Over the years, through trial and error, I have amassed a collection of plants that do flourish well here and bloom in mid-winter. None of them would have survived in Beverley Nichols's garden, as they would have been killed by the winter cold. We are so fortunate in our climate to be able to grow such a range of warm-climate flowers, due to the mildness of our winter temperatures (even if they feel cold enough to us!). A wander around my garden this morning, for example, reveals Camellia japonica in full bloom, including the wonderfully pristine 'Lovelight'. Nearby are clumps of white snowflakes (Leucojum aestivum) and white hybrid hellebores. Other subtle hues can be found in the fragrant, lilac blooms of the bulb Tulbaghia simmleri, the fluffy blue powder-puffs of Ageratum houstonianum, the sweet-smelling Daphne odora and the pale bells of Strobilanthes anisophylla

Justicia rizzinii

Brightly coloured blooms such as rich yellow Reinwardtia indica (often known as linum), golden Tagetes lemmonii (mountain marigold), harlequin-coloured Justicia rizzinii (firefly), twining bright red Manettia luteorubra (Brazilian firecracker), the clear yellow daisies of Euryops chrysanthemoides, many Abutilon, the rich red berries of Ardisia crenata and cheerful yellow/orange jonquils light up the garden and give a sense of warmth in the coldest of days. Picking a posy of any of these flowers for indoors is a sure-fire way to banish the winter blues

Salvia Pink Icicles

There is a kaleidoscope of Salvia specimens in flower at this time - including soft pink Salvia 'Pink Icicles', bright blue Salvia rubiginosa and Salvia 'Costa Rica Blue', burgundy Salvia elegans Purple Form and Salvia 'Van Houttei', fiery red Salvia splendens (as well as pink and purple cultivars), bright pink Salvia involucrata 'Joan' ... and many others. One Salvia that is particularly lovely in winter is Salvia semiatrata, which has lavender blue flowers with dark blue markings, held in purplish calyces, above tiny, textured foliage.

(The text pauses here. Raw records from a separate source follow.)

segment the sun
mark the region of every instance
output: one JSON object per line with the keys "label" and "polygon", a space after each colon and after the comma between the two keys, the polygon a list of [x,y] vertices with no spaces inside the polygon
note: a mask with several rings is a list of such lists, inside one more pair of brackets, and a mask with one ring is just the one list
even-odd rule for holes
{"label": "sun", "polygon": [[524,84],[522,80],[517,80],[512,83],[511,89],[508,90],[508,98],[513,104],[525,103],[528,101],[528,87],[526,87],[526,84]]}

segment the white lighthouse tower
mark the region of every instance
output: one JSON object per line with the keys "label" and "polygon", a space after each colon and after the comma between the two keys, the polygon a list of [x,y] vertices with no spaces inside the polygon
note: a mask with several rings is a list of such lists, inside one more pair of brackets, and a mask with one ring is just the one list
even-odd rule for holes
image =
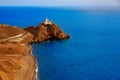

Over time, I found other gardening books that were far more relevant for me than Down the Garden Path (which, by the way, is still in print) to guide my plant selection, but I still enjoy re-reading it and the other dozen gardening books Beverley Nichols wrote, for his quirky observations of human nature and his wild enthusiasm for gardening and plants, which to this day can still make me want to rush outside and get my hands into the dirt.